NZ Blog 8. Rotoroa. 36.49.26S 175.11.70E.
Mon 20 Feb 2017 05:32
19 February. Southwest Bay, Rotoroa is our favourite anchorage to date. After a day and night of heavy rain, the weather cleared to allow for a wonderful morning walk round the southwest end of the island. The anchorage is in a lovely protected bay, the island, once private and a rehabilitation centre for alcoholics, is now accessible to the public. It is a younger version of Tiritiri Matangi, with replanted endemic shrubs and trees and re-introduced Kiwis, Takahe, Brown Teal (Pateke), Weka and Saddlebacks. No parrokeets or Kokako.
One rather cross, wet Weka trying to dry out after all the rain
David taking a 360 from the top of the southern end of Rotoroa. South West bay behind him and Waiheke in the background
Looking south west over the Waiheke channel, with Ponui Island on the left, Waiheke on the right and the mainland in the background
Another headland sculpture, at the southern end of the island, looking at Ruthe passage between Rotoroa and Ponui, mainland in the background
David and Kate at one of the lookout points
The day remained fair for the arrival of Tim and Ginny with Stuart and Susie Carnegie on Okahu Bay and Peter Hill and Linda on Oryx. By the time we had finished supper, it was raining cats and dogs again and Okahu’s crew must have been soaked by the time they got back to the boat.

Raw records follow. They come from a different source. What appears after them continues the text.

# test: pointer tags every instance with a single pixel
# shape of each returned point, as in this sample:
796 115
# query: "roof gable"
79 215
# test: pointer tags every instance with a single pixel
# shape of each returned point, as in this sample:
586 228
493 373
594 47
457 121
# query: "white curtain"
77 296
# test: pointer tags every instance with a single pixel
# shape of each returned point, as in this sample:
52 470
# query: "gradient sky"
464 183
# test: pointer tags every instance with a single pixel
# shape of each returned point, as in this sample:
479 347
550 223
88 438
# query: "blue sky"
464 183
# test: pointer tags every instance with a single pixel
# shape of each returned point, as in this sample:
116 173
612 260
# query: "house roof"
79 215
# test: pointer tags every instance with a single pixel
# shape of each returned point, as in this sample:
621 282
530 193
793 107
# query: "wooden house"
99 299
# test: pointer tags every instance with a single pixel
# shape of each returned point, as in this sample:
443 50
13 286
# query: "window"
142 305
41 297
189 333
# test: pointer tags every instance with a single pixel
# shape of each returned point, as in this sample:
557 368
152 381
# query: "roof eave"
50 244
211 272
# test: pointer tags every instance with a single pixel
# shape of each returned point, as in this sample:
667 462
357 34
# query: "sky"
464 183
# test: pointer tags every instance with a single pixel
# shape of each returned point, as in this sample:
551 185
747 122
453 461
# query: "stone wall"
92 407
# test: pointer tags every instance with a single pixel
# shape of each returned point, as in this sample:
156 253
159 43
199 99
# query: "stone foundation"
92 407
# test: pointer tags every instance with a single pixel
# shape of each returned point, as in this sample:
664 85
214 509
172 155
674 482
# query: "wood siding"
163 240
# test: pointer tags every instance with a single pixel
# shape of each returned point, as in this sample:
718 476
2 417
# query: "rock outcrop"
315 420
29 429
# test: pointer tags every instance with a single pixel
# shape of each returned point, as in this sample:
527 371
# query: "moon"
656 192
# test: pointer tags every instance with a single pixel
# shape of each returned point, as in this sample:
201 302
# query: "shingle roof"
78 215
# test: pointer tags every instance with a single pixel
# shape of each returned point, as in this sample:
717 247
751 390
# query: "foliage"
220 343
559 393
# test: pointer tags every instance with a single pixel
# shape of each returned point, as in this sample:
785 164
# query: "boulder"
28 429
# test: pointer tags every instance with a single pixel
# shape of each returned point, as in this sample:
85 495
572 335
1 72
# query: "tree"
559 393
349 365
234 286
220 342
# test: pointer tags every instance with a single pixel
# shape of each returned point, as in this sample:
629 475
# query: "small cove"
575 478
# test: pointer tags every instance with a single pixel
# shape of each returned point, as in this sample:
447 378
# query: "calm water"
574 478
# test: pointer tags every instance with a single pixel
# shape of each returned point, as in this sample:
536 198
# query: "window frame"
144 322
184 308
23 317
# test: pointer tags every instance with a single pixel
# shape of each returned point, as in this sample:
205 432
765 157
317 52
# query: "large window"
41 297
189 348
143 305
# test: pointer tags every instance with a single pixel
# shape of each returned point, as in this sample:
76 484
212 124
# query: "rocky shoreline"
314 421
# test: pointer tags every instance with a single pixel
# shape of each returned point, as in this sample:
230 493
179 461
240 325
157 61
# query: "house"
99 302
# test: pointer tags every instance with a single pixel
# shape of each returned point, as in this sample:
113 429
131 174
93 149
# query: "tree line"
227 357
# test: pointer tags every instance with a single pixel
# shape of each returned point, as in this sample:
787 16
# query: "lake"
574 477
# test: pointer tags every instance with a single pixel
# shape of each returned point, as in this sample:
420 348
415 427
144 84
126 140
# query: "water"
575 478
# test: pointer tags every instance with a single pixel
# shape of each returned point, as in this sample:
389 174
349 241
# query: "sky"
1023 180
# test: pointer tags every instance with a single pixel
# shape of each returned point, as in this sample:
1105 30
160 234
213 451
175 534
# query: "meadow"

Linda arriving with pot luck supper and essential supplies
The mini RCC meet in Alcedo’s cockpit with the “sit-outery” up as it is raining again!
Yesterday, the meet split up with the other two boats returning back to base and Alcedo motoring in very little wind but no rain to Matiatia to put Kate on a ferry to Aukland. After sad goodbyes, Kate boarded the ferry for a hotel in Aukland before joining her tour of the Northlands and South Island, while the Skipper and wife walked to Oneroa to do some stocking up before setting off for the Coromandel Peninsular.
As we both liked Rotoroa so much, we decided to return and have spent a very happy and beautiful day walking the north part of island, with the Takahe giving us a really great view of the whole family on the way up from the centre. Sorry Kate, you would have loved it, but here is just one of the photographs.
Family Takahe, three of only 300 in the world.